According to Dommerholt et al. [29], the technique of dry needling emerged experimentally, coming from school and different conceptual models. Several models were developed, among them the model of radiculopathy (deep dry needling) and the myofascial trigger point model (superficial dry needling). It is a relatively new method in combating pain, which began to be used after the Lewit Publication, ever since receiving scientific attention [30].

Dry needling is an invasive method with the use of acupuncture needles and has been increasingly used for the treatment of myofascial trigger points. It is called dry needling since no substance is infiltrated in the body [31].

According to Chaitow et al. [17], the needles used are generally made of stainless steel and sterilized, having a copper or aluminum cable, and must be flexible to avoid their fracture, which could cause muscle spasm after insertion, and before insertion, the area where the patient will receive the treatment must be previously cleaned with alcohol or other antiseptic material. Chaitow further emphasizes that it is necessary to check if there is any abnormality or defect with the needle before use, and if it does, it should be discarded.

The needle should be directed to the painful site or the TP, forming an angle of 20 to 30 degrees with the skin, without penetrating the muscle tissue, only being inserted into the subcutaneous layers; then the needle is moved smoothly and rhythmically from side to side for at least 2 minutes (varying according to the patient's reaction: in milder reactions the time should be decreased to 30-60 seconds) and must be withdrawn of the flexible tube, which remains in place. It should be a technique without pain, since the layer reached is the subcutaneous layer, which is little innervated [17].

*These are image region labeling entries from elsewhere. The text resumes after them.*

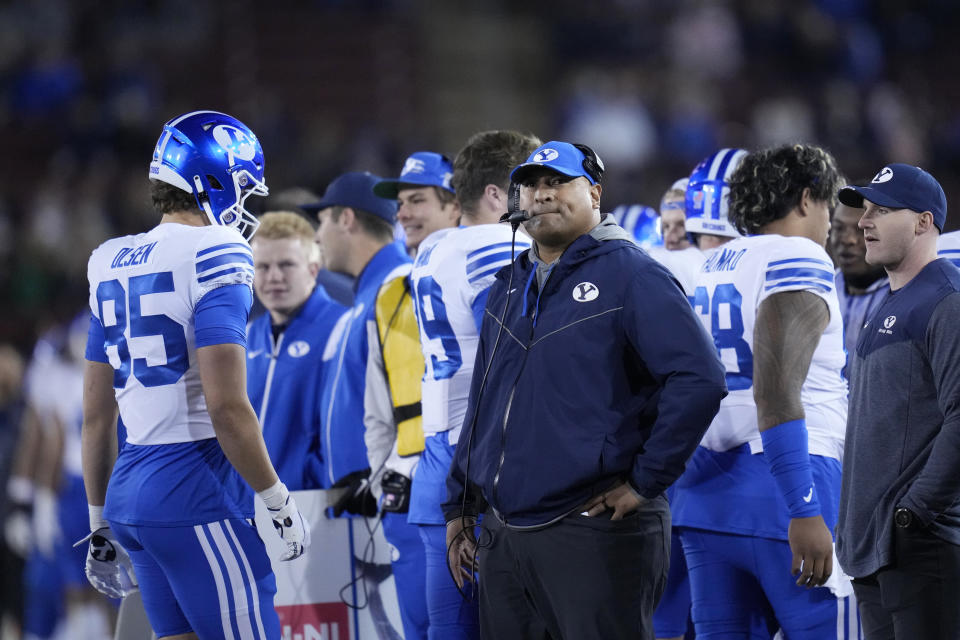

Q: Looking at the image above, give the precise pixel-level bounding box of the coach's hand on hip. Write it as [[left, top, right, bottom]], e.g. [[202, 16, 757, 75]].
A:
[[580, 481, 647, 520], [447, 516, 477, 589]]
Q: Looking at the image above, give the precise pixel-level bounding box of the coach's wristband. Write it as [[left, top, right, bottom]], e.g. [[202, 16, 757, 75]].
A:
[[257, 480, 290, 511], [760, 419, 820, 518], [87, 504, 110, 531]]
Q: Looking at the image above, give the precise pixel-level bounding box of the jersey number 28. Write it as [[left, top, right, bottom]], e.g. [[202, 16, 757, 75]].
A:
[[691, 282, 753, 391]]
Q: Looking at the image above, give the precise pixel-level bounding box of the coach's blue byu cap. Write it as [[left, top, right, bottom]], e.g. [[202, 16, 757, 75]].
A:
[[373, 151, 454, 198], [837, 163, 947, 231], [510, 140, 597, 184], [300, 171, 397, 224]]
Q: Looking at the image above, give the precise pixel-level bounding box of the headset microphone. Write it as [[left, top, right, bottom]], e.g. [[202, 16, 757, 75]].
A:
[[500, 182, 531, 233]]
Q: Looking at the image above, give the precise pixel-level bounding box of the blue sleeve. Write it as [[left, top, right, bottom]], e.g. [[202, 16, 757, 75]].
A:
[[194, 284, 253, 348], [84, 313, 110, 364], [470, 288, 490, 334], [623, 259, 727, 498]]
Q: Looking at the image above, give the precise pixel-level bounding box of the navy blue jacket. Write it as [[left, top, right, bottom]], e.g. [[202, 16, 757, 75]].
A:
[[444, 235, 726, 527]]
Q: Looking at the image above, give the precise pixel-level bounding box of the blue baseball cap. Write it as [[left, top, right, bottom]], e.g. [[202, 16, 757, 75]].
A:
[[300, 171, 397, 224], [510, 140, 597, 184], [837, 162, 947, 231], [373, 151, 454, 199]]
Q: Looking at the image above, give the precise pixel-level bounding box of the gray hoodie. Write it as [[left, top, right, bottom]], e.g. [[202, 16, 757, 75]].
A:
[[530, 213, 636, 291]]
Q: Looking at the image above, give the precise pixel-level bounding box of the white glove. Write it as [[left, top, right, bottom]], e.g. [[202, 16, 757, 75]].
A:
[[75, 527, 137, 598], [3, 476, 33, 558], [33, 487, 62, 558], [257, 480, 310, 561]]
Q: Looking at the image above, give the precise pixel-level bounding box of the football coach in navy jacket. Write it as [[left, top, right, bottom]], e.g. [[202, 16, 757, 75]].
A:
[[444, 142, 726, 640]]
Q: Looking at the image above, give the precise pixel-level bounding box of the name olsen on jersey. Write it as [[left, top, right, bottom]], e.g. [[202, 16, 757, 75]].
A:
[[110, 242, 157, 269]]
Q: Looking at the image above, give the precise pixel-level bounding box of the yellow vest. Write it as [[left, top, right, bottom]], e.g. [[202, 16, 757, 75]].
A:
[[376, 277, 424, 456]]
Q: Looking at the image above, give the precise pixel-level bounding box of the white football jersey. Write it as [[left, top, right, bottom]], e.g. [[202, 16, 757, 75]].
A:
[[937, 231, 960, 267], [411, 224, 530, 444], [693, 234, 847, 460], [87, 223, 253, 445], [647, 247, 706, 296]]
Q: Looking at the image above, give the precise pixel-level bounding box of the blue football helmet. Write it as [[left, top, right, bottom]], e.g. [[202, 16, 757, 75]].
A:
[[150, 111, 268, 240], [686, 149, 747, 238], [612, 204, 663, 249]]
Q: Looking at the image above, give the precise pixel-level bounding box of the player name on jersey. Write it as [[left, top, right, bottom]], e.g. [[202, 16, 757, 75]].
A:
[[110, 242, 157, 269], [700, 248, 747, 273]]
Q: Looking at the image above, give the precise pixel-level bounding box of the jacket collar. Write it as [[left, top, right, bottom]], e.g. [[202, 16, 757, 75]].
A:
[[353, 242, 411, 298]]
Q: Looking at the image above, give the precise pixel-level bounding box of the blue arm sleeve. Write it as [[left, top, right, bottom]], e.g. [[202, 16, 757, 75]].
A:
[[194, 284, 253, 348], [470, 288, 490, 334], [84, 313, 110, 364]]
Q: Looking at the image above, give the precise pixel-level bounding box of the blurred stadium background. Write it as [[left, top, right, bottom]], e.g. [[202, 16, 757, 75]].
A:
[[0, 0, 960, 355]]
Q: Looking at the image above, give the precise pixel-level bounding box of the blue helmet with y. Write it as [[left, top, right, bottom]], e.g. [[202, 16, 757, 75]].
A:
[[150, 111, 268, 240], [686, 149, 747, 238], [612, 204, 663, 249]]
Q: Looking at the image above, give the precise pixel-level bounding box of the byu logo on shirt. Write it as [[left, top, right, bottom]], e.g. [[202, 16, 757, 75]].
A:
[[573, 282, 600, 302], [287, 340, 310, 358], [877, 316, 897, 335], [533, 149, 560, 162], [870, 167, 893, 182]]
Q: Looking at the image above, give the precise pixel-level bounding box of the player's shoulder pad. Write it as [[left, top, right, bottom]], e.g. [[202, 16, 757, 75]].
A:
[[193, 225, 253, 292]]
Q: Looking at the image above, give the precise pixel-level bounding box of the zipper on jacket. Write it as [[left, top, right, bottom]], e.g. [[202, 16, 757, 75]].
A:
[[493, 384, 517, 524], [257, 332, 283, 431]]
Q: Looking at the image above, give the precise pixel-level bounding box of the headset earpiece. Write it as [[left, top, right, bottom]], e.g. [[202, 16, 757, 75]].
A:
[[507, 181, 520, 213], [573, 143, 604, 184]]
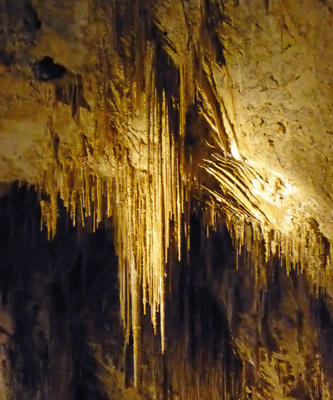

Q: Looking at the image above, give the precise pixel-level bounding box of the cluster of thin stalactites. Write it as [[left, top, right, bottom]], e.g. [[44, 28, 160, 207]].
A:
[[29, 0, 333, 390]]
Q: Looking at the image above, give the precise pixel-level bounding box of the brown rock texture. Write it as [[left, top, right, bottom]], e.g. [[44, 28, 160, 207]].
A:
[[0, 0, 333, 400]]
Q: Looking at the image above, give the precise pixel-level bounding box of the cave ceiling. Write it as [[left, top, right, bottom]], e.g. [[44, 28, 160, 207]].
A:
[[0, 0, 333, 400]]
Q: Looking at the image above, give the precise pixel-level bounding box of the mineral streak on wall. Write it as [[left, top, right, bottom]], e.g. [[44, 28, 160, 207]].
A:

The pressure is applied with the left mother's thumb, in an area immediately next to the insertion region, the needle must, concomitantly. Be insured by the cable, between the index finger and the right hand thumb, it is inserted and twisted, and can cause immediate pain when the needle penetrates the skin, but after that there should be only a sensation of volume or heat [17]. Dry needling has its efficacy dependent on the ability to accurately palpate the myofascial TP region, without this precision, it can be a rather random process [29].

According to Amirdehi et al. [32] and Vulfson et al. [25], the risks involved in dry needling exist, but they are minimal. These include: infection (reduced chance of using sterile needles), local bleeding (in cases where the patient makes use of medicines to tune the blood) and increased pain with stiffness and needle-induced pneumothorax.

According to the Parkinson's Association Madrid, in 2013, among the contraindications of dry needling some are: patients with cardiovascular problems who use blood-thinning drugs; allergy to the material with which the needle is produced; coagulation problems; immunosuppressed persons and patient who have withdrawn lymph nodes.

Other authors have carried out a systematic review of articles related to therapeutic interventions in PD, such as acupuncture (needle work), electrotherapy, postural exercises and manual therapy, combined with active exercises to reduce pain and improve mouth opening. There were significant improvements in pain with this combination, including in acupuncture [33,34]. The choice of physical therapy for the treatment of PD allows easy self-management, since it is simple and not invasive [34].

According to the work of Cumming et al. [7], the nature of the substance injected into wet needling makes no difference in the final result, just as wet needling is not therapeutically superior to dry. And, furthermore, injection of substances into the needle can cause irritation in the region, or even anesthetize the area, masking the treatment result [35-38].

Conclusion

According to the literary findings, the technique of dry needling presented significant statistical results in most of the studies, being an important tool for the treatment of the trigger point.